The effect of TGS 703 on colonic inflammation in a dextran sulphate sodium (DSS)-induced model of colitis: macroscopic score (A), stool score (B), myeloperoxidase activity (D), and microscopic score (E) for control, DSS-only treated mice, and mice with DSS-induced colitis treated with TGS 703 in two doses: 1.68 μg/kg (TGS 703 0.1A) and 16.8 μg/kg (TGS 703 1A). * p < 0.05, ** p < 0.01 and *** p < 0.001 as compared with the control mice; # p < 0.05, ## p < 0.01, ### p < 0.001 as compared with DSS-treated animals. (C) Presents changes in the weight of mice during the DSS-induced animal model of colitis.

Figure 9

Representative photos of hematoxylin and eosin staining of colon samples.

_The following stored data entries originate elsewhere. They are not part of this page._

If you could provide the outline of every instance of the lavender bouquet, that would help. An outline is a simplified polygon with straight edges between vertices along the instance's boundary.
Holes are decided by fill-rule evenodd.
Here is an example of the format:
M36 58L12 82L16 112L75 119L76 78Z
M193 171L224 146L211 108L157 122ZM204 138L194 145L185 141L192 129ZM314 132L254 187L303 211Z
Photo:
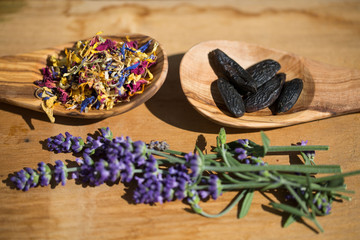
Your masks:
M185 153L169 149L166 142L145 144L129 137L114 137L109 128L99 129L98 133L97 137L88 136L86 141L69 133L47 139L50 151L81 156L75 167L66 166L61 160L54 166L40 162L37 169L24 168L10 180L23 191L51 182L65 185L68 179L92 186L132 183L135 186L132 197L137 204L183 200L205 217L220 217L238 206L238 218L243 218L255 191L276 189L284 192L284 201L270 202L270 206L287 214L284 227L305 218L323 231L317 216L330 214L335 200L350 200L344 194L353 192L346 190L344 178L360 173L342 173L338 165L316 165L315 151L327 150L327 146L310 146L306 142L270 146L263 132L262 145L248 139L227 143L222 128L211 154L204 154L197 147L194 153ZM263 161L266 154L277 152L298 152L304 162L270 165ZM201 202L216 200L228 191L238 194L220 213L206 213L200 206Z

Scale bar = 100 μm.

Figure 10

The influence of DSS colitis and TGS 703 treatment on the antioxidant profile in the mouse colon: heme oxygenase-1 (A), catalase (B), glutathione (C), glutathione disulfide (D), glutathione peroxidase (E), cyclooxygenase-1 (F), and cyclooxygenase-2 (G) for control, DSS-only treated mice, and mice with DSS-induced colitis treated with TGS 703 in two doses: 1.68 μg/kg (TGS 701 0.1A) and 16.8 μg/kg (TGS 703 1A). * p < 0.05, ** p < 0.01, *** p < 0.001 as compared with the control mice; # p < 0.05, ## p < 0.01, ### p < 0.001 as compared with DSS-treated animals.